Published online Mar 28, 2015. doi: 10.5412/wjsp.v5.i1.99
Peer-review started: September 29, 2014
First decision: November 19, 2014
Revised: November 25, 2014
Accepted: December 16, 2014
Article in press: December 17, 2014
Published online: March 28, 2015
The robotic technique as a safe approach in treatment of rectal prolapse has been widely reported during the last decade. Although there is limited clinical data regarding the benefits of robotic surgery, the safety of robotic surgery in rectal prolapse treatment has been cited by several authors. Also, the robotic approach helps overcome some of the laparoscopic approach challenges with purported advantages including improved visualization, more precise dissection, easier suturing, accurate identification of anatomic structures and fewer conversions to open surgery which can facilitate the conduct of technically challenging cases. These advantages can make robotic surgery ideally suited for minimally invasive ventral rectopexy. Currently, with greater surgeon experience in robotic surgery, the length of the procedure and the recurrence rate with the robotic approach are decreasing and short term outcomes for robotic rectal prolapse seem on par with laparoscopic and open techniques in recent studies. However, the high cost of robotic procedures is still an important issue. The benefits of a robotic approach must be weighed against the higher cost. More research is needed to better understand if the increased cost is justified by an improvement in outcomes. Also, published articles comparing long term outcomes of the robotic approach with other approaches are very limited at this time and further clinical trials are indicated to affirm the role of robotic surgery in the treatment of rectal prolapse.

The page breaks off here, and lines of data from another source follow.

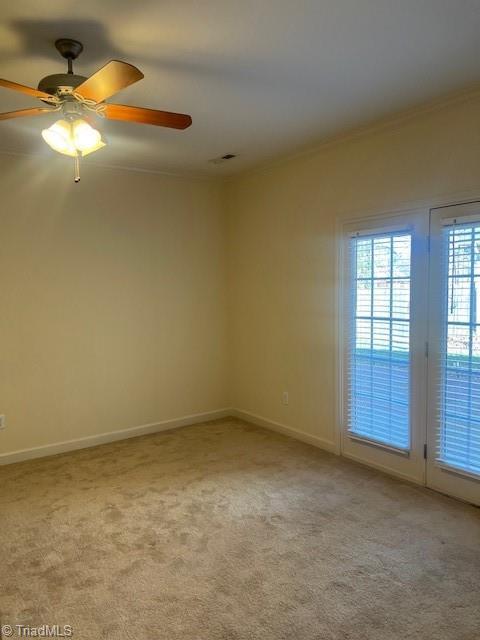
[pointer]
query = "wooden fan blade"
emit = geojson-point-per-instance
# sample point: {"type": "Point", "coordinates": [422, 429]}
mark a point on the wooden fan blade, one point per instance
{"type": "Point", "coordinates": [34, 111]}
{"type": "Point", "coordinates": [24, 89]}
{"type": "Point", "coordinates": [110, 79]}
{"type": "Point", "coordinates": [147, 116]}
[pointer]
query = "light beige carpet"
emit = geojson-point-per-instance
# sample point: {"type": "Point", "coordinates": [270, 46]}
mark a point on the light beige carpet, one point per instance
{"type": "Point", "coordinates": [227, 531]}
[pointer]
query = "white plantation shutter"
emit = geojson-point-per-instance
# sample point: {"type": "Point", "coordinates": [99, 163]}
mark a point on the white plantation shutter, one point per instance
{"type": "Point", "coordinates": [378, 358]}
{"type": "Point", "coordinates": [458, 437]}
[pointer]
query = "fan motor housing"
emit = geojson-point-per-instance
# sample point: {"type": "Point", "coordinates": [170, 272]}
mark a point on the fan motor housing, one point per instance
{"type": "Point", "coordinates": [60, 83]}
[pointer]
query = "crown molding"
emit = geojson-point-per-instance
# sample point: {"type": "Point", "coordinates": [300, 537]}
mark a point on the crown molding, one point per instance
{"type": "Point", "coordinates": [389, 122]}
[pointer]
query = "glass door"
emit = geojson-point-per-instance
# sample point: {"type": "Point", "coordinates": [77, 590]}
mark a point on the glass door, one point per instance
{"type": "Point", "coordinates": [453, 460]}
{"type": "Point", "coordinates": [384, 364]}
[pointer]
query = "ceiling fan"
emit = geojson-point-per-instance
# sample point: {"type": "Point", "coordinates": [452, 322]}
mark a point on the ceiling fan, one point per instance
{"type": "Point", "coordinates": [77, 98]}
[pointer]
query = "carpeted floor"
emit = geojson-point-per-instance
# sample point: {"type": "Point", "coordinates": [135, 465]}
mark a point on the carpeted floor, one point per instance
{"type": "Point", "coordinates": [227, 531]}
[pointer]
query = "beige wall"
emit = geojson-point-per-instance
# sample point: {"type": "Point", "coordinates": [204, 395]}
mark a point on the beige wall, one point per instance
{"type": "Point", "coordinates": [283, 251]}
{"type": "Point", "coordinates": [112, 294]}
{"type": "Point", "coordinates": [135, 298]}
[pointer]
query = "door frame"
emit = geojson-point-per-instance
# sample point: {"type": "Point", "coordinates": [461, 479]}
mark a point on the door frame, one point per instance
{"type": "Point", "coordinates": [406, 465]}
{"type": "Point", "coordinates": [457, 483]}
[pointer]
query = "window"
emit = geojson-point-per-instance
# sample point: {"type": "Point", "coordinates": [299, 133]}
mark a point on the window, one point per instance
{"type": "Point", "coordinates": [379, 338]}
{"type": "Point", "coordinates": [458, 443]}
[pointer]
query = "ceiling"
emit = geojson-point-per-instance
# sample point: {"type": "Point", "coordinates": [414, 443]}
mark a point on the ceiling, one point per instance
{"type": "Point", "coordinates": [261, 78]}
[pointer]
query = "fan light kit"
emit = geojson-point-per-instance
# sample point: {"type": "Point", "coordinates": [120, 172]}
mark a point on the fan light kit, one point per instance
{"type": "Point", "coordinates": [79, 99]}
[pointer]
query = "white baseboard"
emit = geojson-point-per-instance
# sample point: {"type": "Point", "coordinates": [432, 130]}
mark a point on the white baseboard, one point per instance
{"type": "Point", "coordinates": [112, 436]}
{"type": "Point", "coordinates": [321, 443]}
{"type": "Point", "coordinates": [384, 469]}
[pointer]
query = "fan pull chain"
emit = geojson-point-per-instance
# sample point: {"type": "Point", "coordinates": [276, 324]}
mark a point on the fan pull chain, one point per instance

Core tip: Robotic rectopexy is a safe and feasible technique for the treatment of rectal prolapse with improved visualization and ease of suturing. The robotic approach can provide functional results and short term outcomes similar to laparoscopic surgery. However, increased operative time and higher cost are challenges. Further prospective clinical trials assessing the role of robotic surgery in the treatment of rectal prolapse are needed.